Le député Pierre Breton (à gauche) a annoncé une aide financière de 424 000 $ étalée sur deux ans pour le projet Jamais trop tôt. Il est accompagné ici de Vanessa Borduas, chanteuse et responsable du projet, d’Érick-Louis Champagne, directeur adjoint du FICG, et de Yves Pronovost, président du FICG.
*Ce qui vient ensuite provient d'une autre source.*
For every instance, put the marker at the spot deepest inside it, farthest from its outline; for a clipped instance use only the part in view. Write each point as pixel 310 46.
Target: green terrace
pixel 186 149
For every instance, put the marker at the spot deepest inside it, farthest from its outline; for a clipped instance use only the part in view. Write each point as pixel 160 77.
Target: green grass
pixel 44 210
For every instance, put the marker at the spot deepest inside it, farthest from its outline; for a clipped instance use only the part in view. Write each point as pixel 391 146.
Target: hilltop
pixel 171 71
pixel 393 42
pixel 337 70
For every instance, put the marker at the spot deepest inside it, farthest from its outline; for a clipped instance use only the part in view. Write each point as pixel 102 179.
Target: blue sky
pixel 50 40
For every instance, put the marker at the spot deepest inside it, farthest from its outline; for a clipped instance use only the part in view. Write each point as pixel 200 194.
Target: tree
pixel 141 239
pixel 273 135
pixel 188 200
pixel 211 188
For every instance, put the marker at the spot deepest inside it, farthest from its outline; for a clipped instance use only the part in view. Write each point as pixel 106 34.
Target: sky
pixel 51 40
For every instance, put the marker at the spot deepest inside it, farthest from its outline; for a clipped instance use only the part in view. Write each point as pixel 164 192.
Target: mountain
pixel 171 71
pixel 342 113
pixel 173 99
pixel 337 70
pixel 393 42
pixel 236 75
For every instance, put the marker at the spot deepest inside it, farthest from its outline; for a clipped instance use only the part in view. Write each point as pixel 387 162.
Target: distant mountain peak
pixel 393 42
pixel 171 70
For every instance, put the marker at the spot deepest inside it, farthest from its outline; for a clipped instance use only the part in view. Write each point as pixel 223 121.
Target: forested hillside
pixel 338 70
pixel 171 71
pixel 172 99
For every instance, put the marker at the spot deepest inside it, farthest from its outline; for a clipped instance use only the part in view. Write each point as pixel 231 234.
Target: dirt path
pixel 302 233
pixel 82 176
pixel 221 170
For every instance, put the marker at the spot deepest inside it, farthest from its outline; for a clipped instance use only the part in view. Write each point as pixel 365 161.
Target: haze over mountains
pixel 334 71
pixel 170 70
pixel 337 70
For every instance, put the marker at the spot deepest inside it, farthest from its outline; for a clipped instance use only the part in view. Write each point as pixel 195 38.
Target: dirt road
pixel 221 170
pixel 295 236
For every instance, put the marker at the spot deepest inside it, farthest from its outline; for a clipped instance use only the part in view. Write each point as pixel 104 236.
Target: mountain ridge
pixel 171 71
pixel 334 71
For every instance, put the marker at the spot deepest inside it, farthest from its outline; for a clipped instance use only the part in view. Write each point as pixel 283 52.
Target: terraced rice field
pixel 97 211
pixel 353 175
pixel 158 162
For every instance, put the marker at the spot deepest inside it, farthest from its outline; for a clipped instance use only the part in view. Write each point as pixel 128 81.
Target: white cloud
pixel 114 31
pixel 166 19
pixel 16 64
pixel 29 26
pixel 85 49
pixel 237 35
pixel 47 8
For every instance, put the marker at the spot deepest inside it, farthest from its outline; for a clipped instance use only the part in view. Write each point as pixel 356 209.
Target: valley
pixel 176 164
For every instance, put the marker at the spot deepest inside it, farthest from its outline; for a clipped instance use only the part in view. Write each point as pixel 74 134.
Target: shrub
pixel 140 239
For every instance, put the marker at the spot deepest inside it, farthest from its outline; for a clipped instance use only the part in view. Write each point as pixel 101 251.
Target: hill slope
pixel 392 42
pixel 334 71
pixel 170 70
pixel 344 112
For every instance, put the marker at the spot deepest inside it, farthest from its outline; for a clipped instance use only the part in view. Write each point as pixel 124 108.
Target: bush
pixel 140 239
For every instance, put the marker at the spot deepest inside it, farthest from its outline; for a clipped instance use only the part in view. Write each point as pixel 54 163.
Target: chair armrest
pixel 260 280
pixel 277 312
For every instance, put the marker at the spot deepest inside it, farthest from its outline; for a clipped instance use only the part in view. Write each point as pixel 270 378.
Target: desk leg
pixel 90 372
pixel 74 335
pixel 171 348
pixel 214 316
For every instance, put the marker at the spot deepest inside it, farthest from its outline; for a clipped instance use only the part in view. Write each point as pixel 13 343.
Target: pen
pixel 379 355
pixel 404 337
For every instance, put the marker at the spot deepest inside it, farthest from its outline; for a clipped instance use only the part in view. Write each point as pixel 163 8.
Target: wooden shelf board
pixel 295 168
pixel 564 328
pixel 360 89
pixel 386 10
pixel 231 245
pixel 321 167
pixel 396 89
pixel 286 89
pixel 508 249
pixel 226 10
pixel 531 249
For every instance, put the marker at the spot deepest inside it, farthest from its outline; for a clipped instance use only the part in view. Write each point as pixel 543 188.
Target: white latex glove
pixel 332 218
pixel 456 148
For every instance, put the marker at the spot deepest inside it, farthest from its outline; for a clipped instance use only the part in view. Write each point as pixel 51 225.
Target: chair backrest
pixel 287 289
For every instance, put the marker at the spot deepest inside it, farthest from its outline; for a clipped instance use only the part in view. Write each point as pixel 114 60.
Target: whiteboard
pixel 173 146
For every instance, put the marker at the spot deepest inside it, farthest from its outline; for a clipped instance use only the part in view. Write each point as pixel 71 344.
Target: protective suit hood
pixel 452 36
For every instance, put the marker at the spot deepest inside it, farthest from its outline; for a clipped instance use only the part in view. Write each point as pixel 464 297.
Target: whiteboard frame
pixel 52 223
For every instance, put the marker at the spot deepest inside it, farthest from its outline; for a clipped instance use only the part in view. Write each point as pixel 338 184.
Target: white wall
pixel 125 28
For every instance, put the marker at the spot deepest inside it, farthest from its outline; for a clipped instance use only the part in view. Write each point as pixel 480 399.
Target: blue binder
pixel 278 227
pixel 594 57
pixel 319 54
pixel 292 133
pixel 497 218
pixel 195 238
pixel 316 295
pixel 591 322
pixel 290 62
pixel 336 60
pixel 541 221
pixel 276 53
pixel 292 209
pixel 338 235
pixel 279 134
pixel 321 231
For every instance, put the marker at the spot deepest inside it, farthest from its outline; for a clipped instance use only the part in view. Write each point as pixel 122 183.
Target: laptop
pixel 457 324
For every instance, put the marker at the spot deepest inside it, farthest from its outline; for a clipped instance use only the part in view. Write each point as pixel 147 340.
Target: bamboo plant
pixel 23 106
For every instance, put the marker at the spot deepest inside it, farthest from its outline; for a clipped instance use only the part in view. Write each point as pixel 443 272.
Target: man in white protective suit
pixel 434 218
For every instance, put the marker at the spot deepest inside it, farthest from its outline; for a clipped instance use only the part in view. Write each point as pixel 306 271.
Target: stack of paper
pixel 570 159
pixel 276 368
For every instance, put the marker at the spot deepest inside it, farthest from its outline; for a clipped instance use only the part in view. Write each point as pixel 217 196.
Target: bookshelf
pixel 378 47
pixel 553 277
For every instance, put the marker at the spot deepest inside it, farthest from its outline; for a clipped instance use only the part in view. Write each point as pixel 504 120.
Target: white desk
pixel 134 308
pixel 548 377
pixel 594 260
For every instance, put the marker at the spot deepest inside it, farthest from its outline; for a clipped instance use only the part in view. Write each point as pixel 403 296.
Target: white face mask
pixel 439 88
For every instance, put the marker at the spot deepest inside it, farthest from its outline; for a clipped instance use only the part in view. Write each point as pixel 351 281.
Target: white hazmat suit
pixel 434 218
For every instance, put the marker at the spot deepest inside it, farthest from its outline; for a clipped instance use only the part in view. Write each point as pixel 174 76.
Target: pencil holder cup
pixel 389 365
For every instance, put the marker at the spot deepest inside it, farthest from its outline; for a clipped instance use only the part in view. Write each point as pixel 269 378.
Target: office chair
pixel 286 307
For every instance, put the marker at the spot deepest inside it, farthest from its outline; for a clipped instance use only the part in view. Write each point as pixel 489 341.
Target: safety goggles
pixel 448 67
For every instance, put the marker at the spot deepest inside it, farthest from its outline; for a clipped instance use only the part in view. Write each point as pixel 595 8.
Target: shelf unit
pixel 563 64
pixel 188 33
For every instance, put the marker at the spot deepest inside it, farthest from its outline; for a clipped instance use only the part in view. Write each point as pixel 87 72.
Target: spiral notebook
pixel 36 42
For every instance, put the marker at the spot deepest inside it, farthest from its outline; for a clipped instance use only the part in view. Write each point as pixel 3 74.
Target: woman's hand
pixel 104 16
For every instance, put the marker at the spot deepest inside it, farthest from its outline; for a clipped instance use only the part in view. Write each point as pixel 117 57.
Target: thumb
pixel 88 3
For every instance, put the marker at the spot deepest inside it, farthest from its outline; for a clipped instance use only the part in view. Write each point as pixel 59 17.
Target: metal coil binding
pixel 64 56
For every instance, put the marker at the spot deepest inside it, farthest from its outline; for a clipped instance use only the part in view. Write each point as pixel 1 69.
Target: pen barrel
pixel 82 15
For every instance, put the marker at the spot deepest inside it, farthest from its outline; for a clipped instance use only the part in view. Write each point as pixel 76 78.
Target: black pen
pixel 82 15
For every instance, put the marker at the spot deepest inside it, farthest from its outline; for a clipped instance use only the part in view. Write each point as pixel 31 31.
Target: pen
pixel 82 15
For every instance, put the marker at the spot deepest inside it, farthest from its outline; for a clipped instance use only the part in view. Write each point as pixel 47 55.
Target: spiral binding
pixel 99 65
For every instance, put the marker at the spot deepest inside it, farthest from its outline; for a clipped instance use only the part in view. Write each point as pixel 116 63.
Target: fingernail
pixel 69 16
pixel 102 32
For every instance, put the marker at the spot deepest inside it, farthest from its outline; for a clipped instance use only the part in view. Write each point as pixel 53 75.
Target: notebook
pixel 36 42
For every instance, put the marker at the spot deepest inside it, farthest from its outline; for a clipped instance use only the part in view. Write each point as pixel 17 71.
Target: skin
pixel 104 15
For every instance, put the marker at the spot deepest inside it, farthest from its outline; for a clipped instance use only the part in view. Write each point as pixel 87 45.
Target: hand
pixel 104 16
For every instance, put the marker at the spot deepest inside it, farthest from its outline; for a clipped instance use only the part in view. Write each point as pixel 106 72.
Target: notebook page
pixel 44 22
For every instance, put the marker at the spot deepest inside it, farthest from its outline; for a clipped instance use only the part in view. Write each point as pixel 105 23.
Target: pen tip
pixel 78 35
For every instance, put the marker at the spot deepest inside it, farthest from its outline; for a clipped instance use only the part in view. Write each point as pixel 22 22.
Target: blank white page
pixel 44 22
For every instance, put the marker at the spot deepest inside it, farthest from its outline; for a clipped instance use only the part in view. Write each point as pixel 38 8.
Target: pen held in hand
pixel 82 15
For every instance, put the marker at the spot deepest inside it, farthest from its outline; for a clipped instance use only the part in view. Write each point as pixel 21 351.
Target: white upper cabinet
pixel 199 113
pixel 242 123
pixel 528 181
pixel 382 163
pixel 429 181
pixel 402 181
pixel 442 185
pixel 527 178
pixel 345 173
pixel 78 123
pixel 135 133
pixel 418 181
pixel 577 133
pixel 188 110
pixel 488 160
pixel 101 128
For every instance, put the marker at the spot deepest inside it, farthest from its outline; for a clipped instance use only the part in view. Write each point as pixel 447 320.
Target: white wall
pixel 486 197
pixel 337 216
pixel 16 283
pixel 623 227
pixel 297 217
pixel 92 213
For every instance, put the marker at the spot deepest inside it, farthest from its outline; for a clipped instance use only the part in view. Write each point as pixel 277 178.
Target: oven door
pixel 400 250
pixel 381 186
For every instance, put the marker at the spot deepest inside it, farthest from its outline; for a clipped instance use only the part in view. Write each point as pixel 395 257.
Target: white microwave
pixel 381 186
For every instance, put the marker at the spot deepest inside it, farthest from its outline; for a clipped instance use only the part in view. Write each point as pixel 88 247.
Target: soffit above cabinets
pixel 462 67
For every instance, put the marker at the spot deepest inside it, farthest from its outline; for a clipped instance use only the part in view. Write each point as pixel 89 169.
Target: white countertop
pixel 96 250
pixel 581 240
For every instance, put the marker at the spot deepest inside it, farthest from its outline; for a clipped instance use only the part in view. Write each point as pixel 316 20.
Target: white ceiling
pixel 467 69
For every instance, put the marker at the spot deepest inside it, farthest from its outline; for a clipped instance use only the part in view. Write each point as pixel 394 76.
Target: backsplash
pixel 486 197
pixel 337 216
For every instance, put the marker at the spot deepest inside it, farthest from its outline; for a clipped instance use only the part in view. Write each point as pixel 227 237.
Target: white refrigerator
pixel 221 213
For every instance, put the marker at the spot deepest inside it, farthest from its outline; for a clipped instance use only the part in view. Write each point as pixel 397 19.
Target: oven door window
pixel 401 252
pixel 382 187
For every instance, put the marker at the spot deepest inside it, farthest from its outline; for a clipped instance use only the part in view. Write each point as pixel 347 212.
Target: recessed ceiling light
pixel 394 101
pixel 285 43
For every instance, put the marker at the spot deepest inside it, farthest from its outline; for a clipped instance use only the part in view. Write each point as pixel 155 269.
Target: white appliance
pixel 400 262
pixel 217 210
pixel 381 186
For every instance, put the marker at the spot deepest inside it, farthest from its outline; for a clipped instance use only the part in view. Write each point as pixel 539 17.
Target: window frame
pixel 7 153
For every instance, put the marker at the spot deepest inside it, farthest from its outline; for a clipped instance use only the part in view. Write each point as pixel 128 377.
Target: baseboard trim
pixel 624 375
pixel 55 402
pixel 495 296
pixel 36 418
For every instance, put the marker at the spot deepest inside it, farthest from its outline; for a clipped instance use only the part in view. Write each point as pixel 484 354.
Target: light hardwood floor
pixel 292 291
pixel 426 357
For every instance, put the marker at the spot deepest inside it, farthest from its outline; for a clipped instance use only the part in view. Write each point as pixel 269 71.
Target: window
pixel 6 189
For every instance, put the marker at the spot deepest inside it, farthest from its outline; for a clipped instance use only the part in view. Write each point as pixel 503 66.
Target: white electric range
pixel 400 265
424 000 $ pour Jamais trop tôt

Le projet national Jamais trop tôt profitera d’une aide financière de 424 000 $ étalée sur deux ans de la part de Patrimoine canadien, via le Programme de financement des langues officielles. Le député de Shefford, Pierre Breton, a présenté cette enveloppe, laquelle représente une augmentation de 12 000 $ annuellement par rapport aux cinq dernières années, mardi matin.

Depuis que le projet Jamais trop tôt piloté par le Festival international de la chanson de Granby (FICG) et le Réseau national des galas de la chanson se déploie à travers le Canada — c’est-à-dire un an après sa fondation il y a huit ans —, le ministère du Patrimoine canadien financera une partie de ses activités, ce qui permettra à l’initiative de poursuivre sa vocation pancanadienne.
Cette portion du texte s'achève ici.